Stephanie: I would not be where I am today, personally or professionally, if it were not for Adler. A quote read at New Student Orientation my first year has stuck with me and epitomizes the Adler experience - Oliver Wendell Holmes was quoted as saying, "Man's mind, once stretched by a new idea, never regains its original dimensions."

I walked into Adler with one worldview, and graduated with a significantly expanded and diverse worldview; I don’t know where else I would have had the opportunity to develop in such a way. The formal education I earned at Adler was critical, however, it was the experiential process of applying what I learned and interacting with my peers, mentors, and professors in the classroom, during practicum and internship, and off campus that is priceless. I’m deeply grateful to have had an opportunity to be a part of Adler and to sum it up, Adler was a definite “game changer” for me.

Q: Was there a particular Adler faculty member or experience as a student that has most influenced you, and why?
Stephanie: I was fortunate enough to be influenced by a variety of individuals. I’m proud to say the Forensic cohort I graduated with could be characterized by strong work ethics and camaraderie – we constantly supported and pushed each other to perform at a higher level. We were a close-knit group that bound together during stressful times (e.g. CQE, NCE exam times) and I’m happy to report many of us remain in touch to this day. My forensic colleagues taught me a variety of things, but most notably, they taught me grit, an important trait to have in this profession.

The faculty in the Forensic and Police Departments, primarily Dr. Karen Koch, Dr. Douglas Craig, and Dr. Coralie Castro-Craig were key mentors for me. They taught me more than I can outline here - they were excellent role models who taught as much through how they held themselves as they did during lecture. I strive to be more like the polished, knowledgeable professionals these people are everyday.
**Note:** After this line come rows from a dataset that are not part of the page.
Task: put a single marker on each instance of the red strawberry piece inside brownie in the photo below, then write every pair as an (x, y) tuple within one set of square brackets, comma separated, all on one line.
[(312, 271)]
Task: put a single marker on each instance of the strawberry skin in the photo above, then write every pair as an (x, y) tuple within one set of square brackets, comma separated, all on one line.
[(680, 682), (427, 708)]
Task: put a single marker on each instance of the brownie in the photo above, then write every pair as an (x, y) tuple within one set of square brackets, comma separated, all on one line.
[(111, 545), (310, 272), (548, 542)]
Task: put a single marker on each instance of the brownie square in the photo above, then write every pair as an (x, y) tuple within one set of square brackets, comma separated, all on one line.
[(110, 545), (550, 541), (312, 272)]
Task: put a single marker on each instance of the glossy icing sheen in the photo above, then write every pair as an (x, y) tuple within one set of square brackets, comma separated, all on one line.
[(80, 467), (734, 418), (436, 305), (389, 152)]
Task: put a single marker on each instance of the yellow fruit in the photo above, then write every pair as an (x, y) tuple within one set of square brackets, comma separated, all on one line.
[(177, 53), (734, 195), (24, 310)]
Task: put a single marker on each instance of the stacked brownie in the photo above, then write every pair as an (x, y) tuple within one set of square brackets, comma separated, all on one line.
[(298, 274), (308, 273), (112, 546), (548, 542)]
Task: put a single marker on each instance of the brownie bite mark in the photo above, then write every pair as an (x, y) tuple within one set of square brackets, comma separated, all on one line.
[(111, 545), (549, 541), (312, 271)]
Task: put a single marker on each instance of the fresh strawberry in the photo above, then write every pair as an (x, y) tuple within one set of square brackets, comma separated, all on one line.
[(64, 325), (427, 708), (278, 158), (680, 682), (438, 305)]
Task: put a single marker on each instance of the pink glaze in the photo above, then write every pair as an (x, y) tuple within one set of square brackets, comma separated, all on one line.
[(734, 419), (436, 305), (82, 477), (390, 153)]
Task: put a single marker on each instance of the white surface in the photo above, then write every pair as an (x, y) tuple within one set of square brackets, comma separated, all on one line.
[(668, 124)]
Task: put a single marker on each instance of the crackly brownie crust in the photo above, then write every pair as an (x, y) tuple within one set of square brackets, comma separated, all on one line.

Q: What career accomplishment have you found most fulfilling, or considered your greatest professional accomplishment?
Stephanie: I consider my greatest professional accomplishment to be my ability to give back to my community in a socially-responsible and culturally-aware way. The most fulfilling work, thus far, has been the opportunity to work with individuals enmeshed in the legal system, specifically doing group and individual therapy with individuals on parole whom had spent a significant portion of their lives incarcerated. I’ve also been fortunate enough to work in a jail setting, doing risk assessments and providing brief therapy. Both experiences, although difficult, were immensely rewarding in that these individuals allowed me to witness their stories and accompany them on their journey of self-growth.

Q: What is the single most important piece of career advice you can give someone in your field?
Stephanie: Steve Jobs stated it best, “You can’t connect the dots looking forward; you can only connect them looking backwards. So you have to trust that the dots will somehow connect in your future. You have to trust in something — your gut, destiny, life, karma, whatever. This approach has never let me down, and it has made all the difference in my life.” Dr. Koch echoed this sentiment of “staying the course” to my cohort when she would notice us begin to stress or get ahead of ourselves. In retrospect, I realize how much truth there is to this idea. Trust that things will work out, even when your career takes you in directions you didn’t anticipate - you’ll be better for it.

Q: What advice can you give a student just joining Adler University?
Stephanie: Know you are in good hands and be confident that you have what it takes to successfully complete the rigorous program requirements. Expect to be pushed out of your comfort zone and learn to thrive in those moments. Oh, and don’t forget to enjoy yourself during the program, the experiences you’ll share with the people in your program will be lifelong memories!